Going Native
So far its been a little of an uphill battle, and I don't expect it to have similar functionality to the website version for some time - I have yet to even look at how I'm going to do audio. I hope however that by the end of this year (2021) I will have a large chunk of the program together. Alongside, I will also be working on the website. Partly so that if the bug is ever fixed, I don't feel like I've left it to languish for all this time. Partly so I don't feel like I'm eternally in this loop of restarting.

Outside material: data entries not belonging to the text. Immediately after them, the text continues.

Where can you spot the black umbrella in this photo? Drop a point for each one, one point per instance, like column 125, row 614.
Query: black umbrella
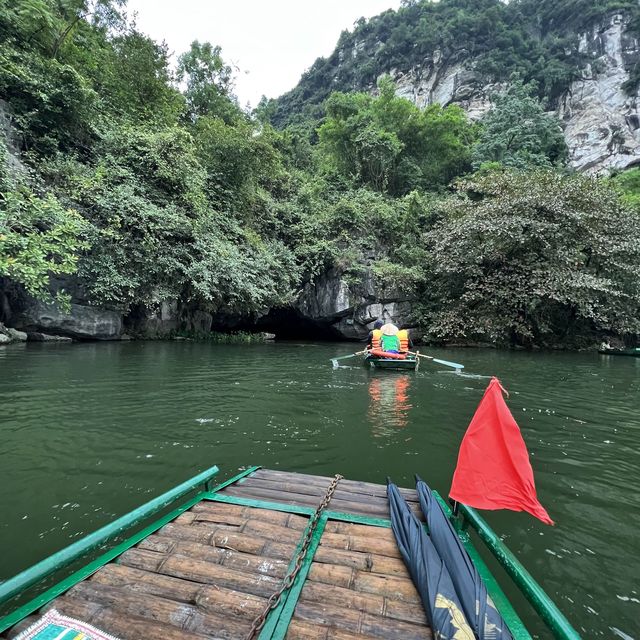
column 478, row 607
column 428, row 571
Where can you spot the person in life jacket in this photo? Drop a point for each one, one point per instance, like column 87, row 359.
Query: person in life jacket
column 405, row 340
column 390, row 341
column 375, row 336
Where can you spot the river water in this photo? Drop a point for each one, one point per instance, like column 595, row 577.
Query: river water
column 90, row 431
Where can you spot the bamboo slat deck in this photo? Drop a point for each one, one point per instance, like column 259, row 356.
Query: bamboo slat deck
column 209, row 572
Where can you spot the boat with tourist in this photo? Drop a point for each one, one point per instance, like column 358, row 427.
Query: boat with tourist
column 379, row 359
column 634, row 352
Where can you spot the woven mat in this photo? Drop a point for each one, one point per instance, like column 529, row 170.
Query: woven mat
column 55, row 626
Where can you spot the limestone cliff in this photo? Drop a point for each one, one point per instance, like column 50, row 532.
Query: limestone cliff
column 601, row 122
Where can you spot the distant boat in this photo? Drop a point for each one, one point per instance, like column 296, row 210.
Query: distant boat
column 634, row 352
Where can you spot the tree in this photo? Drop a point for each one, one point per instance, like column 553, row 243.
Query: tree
column 209, row 82
column 38, row 238
column 518, row 133
column 533, row 259
column 389, row 144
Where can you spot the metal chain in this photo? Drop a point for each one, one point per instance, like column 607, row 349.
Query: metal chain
column 287, row 581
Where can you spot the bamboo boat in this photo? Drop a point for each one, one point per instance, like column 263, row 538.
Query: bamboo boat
column 409, row 363
column 634, row 352
column 207, row 566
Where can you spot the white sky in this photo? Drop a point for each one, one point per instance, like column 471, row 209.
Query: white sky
column 271, row 41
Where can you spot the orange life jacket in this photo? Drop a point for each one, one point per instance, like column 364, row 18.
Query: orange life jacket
column 379, row 353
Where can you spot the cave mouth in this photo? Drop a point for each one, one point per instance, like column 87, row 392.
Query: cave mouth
column 288, row 324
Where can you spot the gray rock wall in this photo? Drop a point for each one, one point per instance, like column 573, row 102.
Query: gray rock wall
column 601, row 122
column 350, row 311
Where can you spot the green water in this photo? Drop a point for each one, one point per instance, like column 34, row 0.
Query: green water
column 91, row 430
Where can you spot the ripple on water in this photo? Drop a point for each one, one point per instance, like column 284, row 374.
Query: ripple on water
column 106, row 426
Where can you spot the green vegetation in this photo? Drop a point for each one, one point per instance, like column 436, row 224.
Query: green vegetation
column 150, row 194
column 533, row 258
column 517, row 133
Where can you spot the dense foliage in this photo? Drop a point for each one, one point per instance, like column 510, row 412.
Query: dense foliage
column 157, row 187
column 536, row 258
column 537, row 39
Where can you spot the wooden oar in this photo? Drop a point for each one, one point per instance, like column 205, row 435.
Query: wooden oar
column 455, row 365
column 334, row 361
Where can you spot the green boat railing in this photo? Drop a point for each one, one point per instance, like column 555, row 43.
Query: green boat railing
column 73, row 552
column 468, row 517
column 533, row 592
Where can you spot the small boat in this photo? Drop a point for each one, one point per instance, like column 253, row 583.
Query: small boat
column 206, row 565
column 399, row 361
column 634, row 352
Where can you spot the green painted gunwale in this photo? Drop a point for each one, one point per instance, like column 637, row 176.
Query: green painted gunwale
column 632, row 352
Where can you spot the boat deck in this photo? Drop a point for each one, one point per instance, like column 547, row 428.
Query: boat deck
column 210, row 571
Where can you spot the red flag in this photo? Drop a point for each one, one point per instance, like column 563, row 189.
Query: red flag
column 493, row 470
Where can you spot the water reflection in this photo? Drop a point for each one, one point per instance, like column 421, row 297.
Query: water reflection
column 389, row 402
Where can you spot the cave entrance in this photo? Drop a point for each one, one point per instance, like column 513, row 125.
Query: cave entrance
column 288, row 324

I am using WGPU for the graphical back-end. Luckily I had most of a rendering engine already written in Rust as I had been rewriting most of the website version's rendering engine to use webASM, so I was able to copy over a lot of that code into this project and currently have a version of the engine working nicely. At the moment it can only render rectangles, but I have tested it on my desktop as being able to render around 2,000,000 rectangles in a second. Much faster than the top-speed I could get from the website version, which was about 720,000. Also thanks to the fact I could copy a lot of it over, the engine already has a moveable viewport, element render judgements, frame skipping, stencilling, a tree-based element data structure, extremity calculation, and more. Plus all the mouse/keyboard interaction code that I had been working on most recently. And one or two small editions along the way that I forgot to add in the website version, for example, multi-level stencilling. Much has had to change thanks to the switch from webGL to WGPU which has added a whole new host of issues, but I'm confident that it's shaping up to be a faster and more stable version of the engine. I hope in future to re-write certain parts to expand functionality, though currently I am trying only to match what the original can do.
I'm going to keep the code secret for now, but above you can find completed applications that I've put together as I develop the larger project.